Today in Germany people fear that the Thirty Years' War and the plague are just around the corner. Whether that is true remains to be seen; it presumably does not depend on which manifestos of the narrow-mindedness that is resolute in all matters are written in the circles of the once again completely new identity. The beginning of the apocalyptic phase of world affairs is also not characterized by the fact that the price for 3-room condominiums has risen from nine hundred to nine hundred and fifty thousand thalers or the local district administration has failed to lay out plans in good time for the smooth end of the world. The world is not going to end because the privileged, lazy and hypochondriac layers of the middle class lose their orientation in the globalized market and no longer know how to saywhat is proper, which men's fragrance you have to buy and when you should love whom, how often and why, as long as there is still a little space next to the needy, swollen self. So it is, as there is, actually as always: When the gods are exchanged, it has least to do with heaven.

You have to talk about content, not about forms, about rules, not about sentimentality.

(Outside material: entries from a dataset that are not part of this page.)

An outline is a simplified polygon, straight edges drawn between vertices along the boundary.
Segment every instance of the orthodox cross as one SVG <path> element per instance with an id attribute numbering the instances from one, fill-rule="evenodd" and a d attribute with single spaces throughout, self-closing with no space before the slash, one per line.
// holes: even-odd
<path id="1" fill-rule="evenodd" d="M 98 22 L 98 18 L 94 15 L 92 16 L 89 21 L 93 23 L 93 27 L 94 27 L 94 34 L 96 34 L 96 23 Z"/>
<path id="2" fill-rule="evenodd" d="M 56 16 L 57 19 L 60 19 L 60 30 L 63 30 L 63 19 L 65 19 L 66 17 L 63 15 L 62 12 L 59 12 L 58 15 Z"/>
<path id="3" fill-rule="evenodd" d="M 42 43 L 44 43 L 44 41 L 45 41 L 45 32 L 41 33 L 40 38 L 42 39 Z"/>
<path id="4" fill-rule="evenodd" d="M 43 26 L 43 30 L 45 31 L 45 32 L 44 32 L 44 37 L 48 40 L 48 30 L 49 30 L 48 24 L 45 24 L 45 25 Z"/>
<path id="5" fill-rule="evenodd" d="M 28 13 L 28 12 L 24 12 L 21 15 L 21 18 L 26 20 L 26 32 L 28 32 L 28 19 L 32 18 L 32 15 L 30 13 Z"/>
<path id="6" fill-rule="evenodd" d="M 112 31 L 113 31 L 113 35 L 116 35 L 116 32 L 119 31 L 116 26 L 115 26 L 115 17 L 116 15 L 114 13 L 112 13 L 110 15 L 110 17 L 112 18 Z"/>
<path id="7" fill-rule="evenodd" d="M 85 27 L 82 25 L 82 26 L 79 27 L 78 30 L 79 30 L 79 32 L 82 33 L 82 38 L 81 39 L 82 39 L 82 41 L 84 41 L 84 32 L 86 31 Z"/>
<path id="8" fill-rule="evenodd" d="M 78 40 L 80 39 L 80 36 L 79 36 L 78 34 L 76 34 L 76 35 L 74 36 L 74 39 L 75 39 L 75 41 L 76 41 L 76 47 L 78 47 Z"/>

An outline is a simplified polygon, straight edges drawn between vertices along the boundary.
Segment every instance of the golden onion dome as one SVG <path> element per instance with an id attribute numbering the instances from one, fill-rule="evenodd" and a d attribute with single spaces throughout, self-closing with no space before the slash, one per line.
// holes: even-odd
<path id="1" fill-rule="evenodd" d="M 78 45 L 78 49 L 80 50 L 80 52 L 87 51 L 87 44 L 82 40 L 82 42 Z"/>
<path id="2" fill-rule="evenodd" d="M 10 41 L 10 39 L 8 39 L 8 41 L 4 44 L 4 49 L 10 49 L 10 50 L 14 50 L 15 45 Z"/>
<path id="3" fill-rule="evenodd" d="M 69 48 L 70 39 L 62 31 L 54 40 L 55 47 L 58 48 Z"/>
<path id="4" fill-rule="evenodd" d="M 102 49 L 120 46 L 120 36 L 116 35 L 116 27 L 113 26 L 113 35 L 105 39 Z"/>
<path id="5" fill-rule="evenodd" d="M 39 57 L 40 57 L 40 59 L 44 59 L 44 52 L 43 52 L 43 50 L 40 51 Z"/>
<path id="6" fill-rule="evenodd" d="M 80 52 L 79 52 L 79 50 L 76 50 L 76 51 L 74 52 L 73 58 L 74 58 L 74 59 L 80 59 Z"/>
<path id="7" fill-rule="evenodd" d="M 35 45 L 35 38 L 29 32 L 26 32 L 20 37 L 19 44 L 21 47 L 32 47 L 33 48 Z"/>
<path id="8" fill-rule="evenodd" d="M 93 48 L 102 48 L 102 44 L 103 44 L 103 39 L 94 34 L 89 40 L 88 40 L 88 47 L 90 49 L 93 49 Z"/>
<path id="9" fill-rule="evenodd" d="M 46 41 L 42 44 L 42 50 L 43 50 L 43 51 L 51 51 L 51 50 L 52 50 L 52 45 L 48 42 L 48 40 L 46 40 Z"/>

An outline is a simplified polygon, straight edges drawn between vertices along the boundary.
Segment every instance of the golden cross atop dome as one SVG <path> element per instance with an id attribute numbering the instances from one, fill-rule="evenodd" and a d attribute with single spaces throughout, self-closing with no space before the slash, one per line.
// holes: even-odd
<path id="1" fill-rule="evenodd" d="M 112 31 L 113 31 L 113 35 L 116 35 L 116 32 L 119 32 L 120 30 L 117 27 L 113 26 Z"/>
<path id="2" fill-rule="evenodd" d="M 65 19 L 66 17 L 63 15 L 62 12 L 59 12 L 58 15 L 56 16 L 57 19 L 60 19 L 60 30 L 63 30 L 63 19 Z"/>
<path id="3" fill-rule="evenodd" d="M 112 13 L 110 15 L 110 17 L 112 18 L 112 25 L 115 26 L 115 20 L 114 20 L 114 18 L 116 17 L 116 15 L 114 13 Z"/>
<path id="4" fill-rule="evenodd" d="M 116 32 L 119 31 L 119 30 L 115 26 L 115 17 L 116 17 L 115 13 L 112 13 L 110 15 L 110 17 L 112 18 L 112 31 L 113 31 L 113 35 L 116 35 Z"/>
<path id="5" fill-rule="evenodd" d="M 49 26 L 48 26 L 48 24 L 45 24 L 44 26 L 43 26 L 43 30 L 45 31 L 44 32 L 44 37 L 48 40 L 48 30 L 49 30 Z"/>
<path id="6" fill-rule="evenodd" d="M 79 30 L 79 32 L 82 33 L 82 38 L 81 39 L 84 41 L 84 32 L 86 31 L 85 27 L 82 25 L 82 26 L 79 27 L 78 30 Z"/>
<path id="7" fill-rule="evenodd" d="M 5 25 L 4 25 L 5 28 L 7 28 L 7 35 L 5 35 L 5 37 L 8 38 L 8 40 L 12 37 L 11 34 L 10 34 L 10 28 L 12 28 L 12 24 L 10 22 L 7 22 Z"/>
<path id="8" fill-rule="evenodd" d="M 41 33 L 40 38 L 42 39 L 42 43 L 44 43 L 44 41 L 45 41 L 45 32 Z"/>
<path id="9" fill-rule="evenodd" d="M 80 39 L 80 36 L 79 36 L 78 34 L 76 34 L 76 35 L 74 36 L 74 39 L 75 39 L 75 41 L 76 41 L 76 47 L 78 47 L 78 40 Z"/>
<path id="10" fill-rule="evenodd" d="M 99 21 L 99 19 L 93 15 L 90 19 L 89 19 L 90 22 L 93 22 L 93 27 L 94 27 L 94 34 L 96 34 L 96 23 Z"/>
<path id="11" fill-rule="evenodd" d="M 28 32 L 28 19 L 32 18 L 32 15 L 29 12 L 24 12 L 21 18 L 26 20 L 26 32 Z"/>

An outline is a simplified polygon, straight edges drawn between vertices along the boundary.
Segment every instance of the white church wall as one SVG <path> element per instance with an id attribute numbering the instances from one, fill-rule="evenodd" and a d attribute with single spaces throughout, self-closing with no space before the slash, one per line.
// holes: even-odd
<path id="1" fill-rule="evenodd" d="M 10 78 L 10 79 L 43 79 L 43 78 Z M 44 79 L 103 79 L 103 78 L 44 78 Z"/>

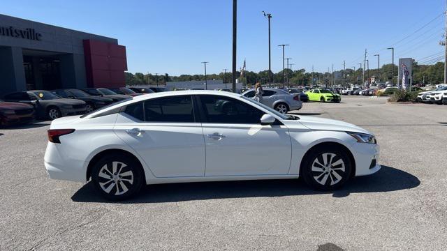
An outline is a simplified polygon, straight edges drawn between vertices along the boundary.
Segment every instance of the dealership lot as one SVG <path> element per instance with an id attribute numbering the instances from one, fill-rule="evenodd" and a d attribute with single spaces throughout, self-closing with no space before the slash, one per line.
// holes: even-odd
<path id="1" fill-rule="evenodd" d="M 376 135 L 382 170 L 334 192 L 295 180 L 168 184 L 110 203 L 89 184 L 47 178 L 49 122 L 0 129 L 0 250 L 444 250 L 447 107 L 386 100 L 296 112 Z"/>

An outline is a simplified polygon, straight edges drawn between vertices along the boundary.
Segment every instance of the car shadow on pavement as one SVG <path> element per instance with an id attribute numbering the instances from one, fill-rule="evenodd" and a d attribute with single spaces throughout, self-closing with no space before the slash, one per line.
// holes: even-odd
<path id="1" fill-rule="evenodd" d="M 71 197 L 76 202 L 160 203 L 191 200 L 261 197 L 300 196 L 332 194 L 344 197 L 351 193 L 392 192 L 417 187 L 419 179 L 395 168 L 382 166 L 377 173 L 355 177 L 342 188 L 332 192 L 312 190 L 301 179 L 198 182 L 147 185 L 135 197 L 124 201 L 108 201 L 97 192 L 91 182 L 82 186 Z"/>

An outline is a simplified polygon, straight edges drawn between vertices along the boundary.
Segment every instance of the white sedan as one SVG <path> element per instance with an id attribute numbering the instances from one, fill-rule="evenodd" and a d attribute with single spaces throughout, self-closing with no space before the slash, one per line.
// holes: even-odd
<path id="1" fill-rule="evenodd" d="M 145 184 L 301 176 L 332 190 L 381 168 L 376 139 L 362 128 L 215 91 L 142 95 L 58 119 L 48 139 L 51 178 L 91 180 L 115 200 Z"/>

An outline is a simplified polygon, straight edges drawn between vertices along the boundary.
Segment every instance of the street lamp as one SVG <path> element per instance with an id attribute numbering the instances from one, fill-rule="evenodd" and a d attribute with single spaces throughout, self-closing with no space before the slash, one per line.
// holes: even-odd
<path id="1" fill-rule="evenodd" d="M 282 88 L 286 89 L 286 72 L 284 71 L 284 47 L 290 45 L 279 45 L 282 46 Z"/>
<path id="2" fill-rule="evenodd" d="M 391 82 L 394 86 L 394 47 L 386 48 L 386 50 L 391 50 L 393 51 L 393 66 L 391 67 Z"/>
<path id="3" fill-rule="evenodd" d="M 263 13 L 264 13 L 264 17 L 267 17 L 268 20 L 268 86 L 271 87 L 272 85 L 272 58 L 270 56 L 270 19 L 272 19 L 272 14 L 265 13 L 263 10 Z"/>
<path id="4" fill-rule="evenodd" d="M 208 89 L 208 81 L 207 80 L 207 63 L 210 62 L 202 62 L 205 66 L 205 89 Z"/>
<path id="5" fill-rule="evenodd" d="M 377 56 L 377 90 L 379 90 L 380 86 L 380 54 L 375 54 L 374 56 Z"/>

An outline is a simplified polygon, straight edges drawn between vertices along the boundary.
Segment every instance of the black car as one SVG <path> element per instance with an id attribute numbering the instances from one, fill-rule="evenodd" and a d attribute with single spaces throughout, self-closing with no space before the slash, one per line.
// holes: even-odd
<path id="1" fill-rule="evenodd" d="M 113 100 L 113 102 L 132 98 L 132 96 L 128 95 L 117 94 L 116 93 L 105 88 L 87 88 L 82 89 L 82 91 L 91 96 L 112 98 Z"/>
<path id="2" fill-rule="evenodd" d="M 129 95 L 129 96 L 131 96 L 132 97 L 141 95 L 141 93 L 136 93 L 131 90 L 130 89 L 126 88 L 126 87 L 109 88 L 108 89 L 117 94 Z"/>
<path id="3" fill-rule="evenodd" d="M 83 114 L 86 104 L 82 100 L 62 98 L 50 91 L 20 91 L 5 95 L 5 100 L 32 105 L 36 116 L 51 120 L 68 115 Z"/>
<path id="4" fill-rule="evenodd" d="M 52 90 L 53 93 L 64 98 L 75 98 L 85 102 L 87 112 L 91 112 L 96 109 L 113 102 L 112 98 L 105 97 L 95 97 L 85 91 L 78 89 L 58 89 Z"/>
<path id="5" fill-rule="evenodd" d="M 154 91 L 154 92 L 168 91 L 168 89 L 164 87 L 149 87 L 149 89 Z"/>
<path id="6" fill-rule="evenodd" d="M 146 87 L 129 87 L 131 90 L 135 91 L 137 93 L 147 94 L 147 93 L 154 93 L 155 91 L 151 90 L 149 88 Z"/>
<path id="7" fill-rule="evenodd" d="M 287 91 L 291 94 L 300 94 L 300 100 L 302 102 L 309 101 L 309 96 L 307 96 L 307 94 L 303 92 L 303 89 L 300 88 L 289 89 L 286 89 L 286 91 Z"/>

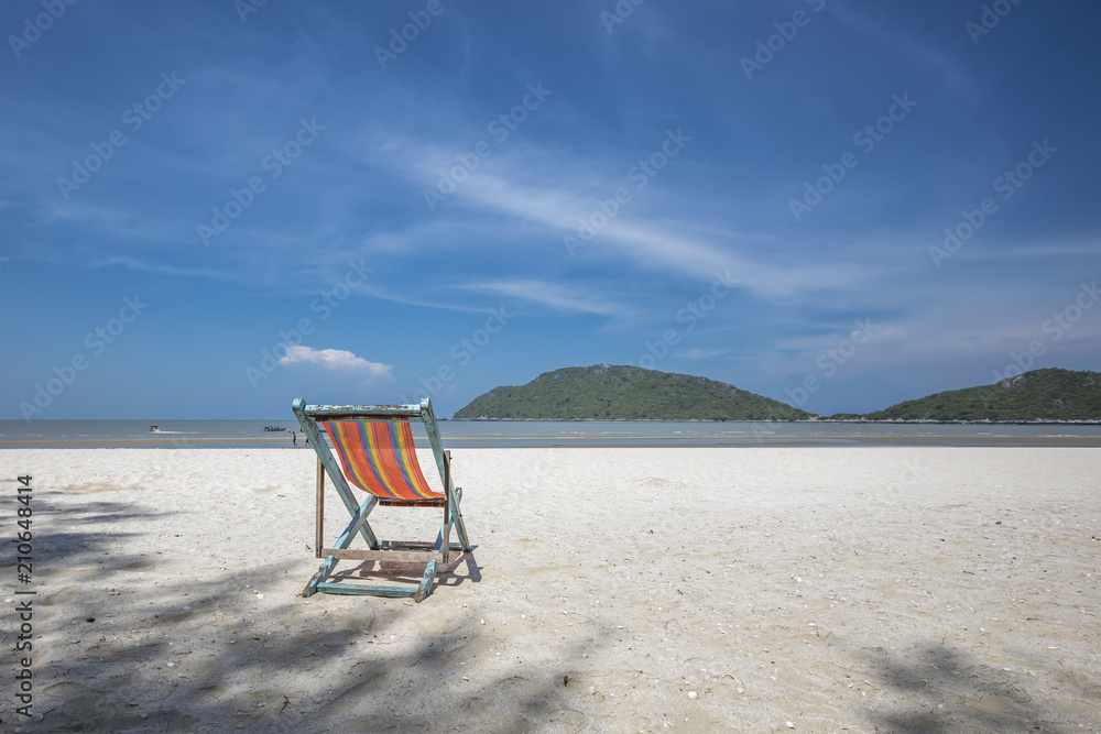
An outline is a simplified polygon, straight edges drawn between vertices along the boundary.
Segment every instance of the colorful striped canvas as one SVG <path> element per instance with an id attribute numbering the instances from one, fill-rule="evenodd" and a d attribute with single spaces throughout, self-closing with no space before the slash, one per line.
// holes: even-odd
<path id="1" fill-rule="evenodd" d="M 392 420 L 318 421 L 333 439 L 345 476 L 384 503 L 436 504 L 434 492 L 416 460 L 407 418 Z"/>

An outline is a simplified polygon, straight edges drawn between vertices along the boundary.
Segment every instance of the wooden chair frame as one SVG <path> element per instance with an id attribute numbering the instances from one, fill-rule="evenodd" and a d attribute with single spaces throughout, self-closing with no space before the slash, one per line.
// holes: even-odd
<path id="1" fill-rule="evenodd" d="M 439 428 L 436 417 L 432 412 L 432 401 L 424 398 L 419 405 L 306 405 L 303 398 L 296 398 L 292 404 L 294 415 L 298 418 L 303 432 L 309 438 L 309 445 L 317 454 L 317 483 L 316 483 L 316 548 L 317 557 L 324 558 L 317 573 L 309 580 L 303 596 L 313 596 L 318 592 L 329 594 L 367 594 L 371 596 L 412 596 L 415 601 L 424 601 L 432 593 L 436 580 L 437 563 L 446 565 L 450 557 L 450 551 L 467 552 L 470 550 L 470 540 L 467 537 L 466 524 L 462 522 L 462 513 L 459 510 L 459 502 L 462 499 L 462 490 L 455 486 L 451 480 L 451 452 L 445 451 L 439 440 Z M 417 541 L 388 541 L 379 540 L 367 522 L 368 515 L 380 504 L 380 497 L 368 493 L 368 499 L 359 503 L 352 493 L 340 462 L 333 456 L 329 446 L 317 427 L 317 420 L 390 420 L 397 417 L 405 417 L 408 420 L 419 420 L 424 424 L 428 434 L 428 442 L 432 445 L 433 456 L 436 458 L 436 468 L 439 470 L 439 478 L 444 486 L 444 522 L 439 528 L 434 544 Z M 324 540 L 325 525 L 325 475 L 337 490 L 337 494 L 348 508 L 351 522 L 344 533 L 337 538 L 331 548 L 326 548 Z M 388 504 L 382 500 L 382 504 Z M 438 506 L 437 506 L 438 508 Z M 458 535 L 458 545 L 449 541 L 451 527 L 455 527 Z M 360 535 L 367 541 L 368 550 L 355 550 L 349 548 L 351 541 Z M 329 579 L 336 571 L 337 563 L 342 559 L 351 560 L 379 560 L 396 562 L 427 562 L 424 577 L 417 587 L 381 587 L 353 584 L 347 582 L 334 582 Z"/>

Public life is not group therapy, the state is not a substitute for father and mother who were thrown away in the garbage in the identity frenzy of the eternally childish.

I think the column did quite well at some point in speaking about content, thanks to the help of its readers.

Because under the surfaces, in my opinion, in the column forum and in the reception, a rather idiosyncratic and unruly form has developed, in which the essentials repeatedly asserted themselves: opening up thinking, speaking and exchanging ideas.

Recognition of association as a means of rationality.

Responsibility of speaking beyond infantile babble.

Recognition of differences and limits.

It doesn't work without that.

You have to talk about content, not about forms, about rules, not about sentimentality.

I will definitely miss that.

Over time, images, ideas, reflections from the other person and even predictions about upcoming arguments, misunderstandings or mistakes of the author develop over time.

That's how you learn too.

So I would like to thank (almost) everyone who took part in the forum discussion.

Incidentally, of course, also to all other readers.

And I would like to thank the editorial director of "Opinion and Debate", Stefan Kuzmany, for the wonderful collaboration, the patience of waiting for texts at the last minute and for the suggestions for deleting the most unnecessary passages .

And the “filter” team of the forum moderation, which I don't know, but who probably kept a lot of malevolent at bay.

With this in mind: keep talking to one another, dear readers, think about the value of law, even beyond your own horizon of emotions and interests, and stay healthy.

See you.

Editor's note: We would like to thank Thomas Fischer for his never too short, never comfortable, never shallow texts - and we are pleased that he remains connected to us as an occasional guest author.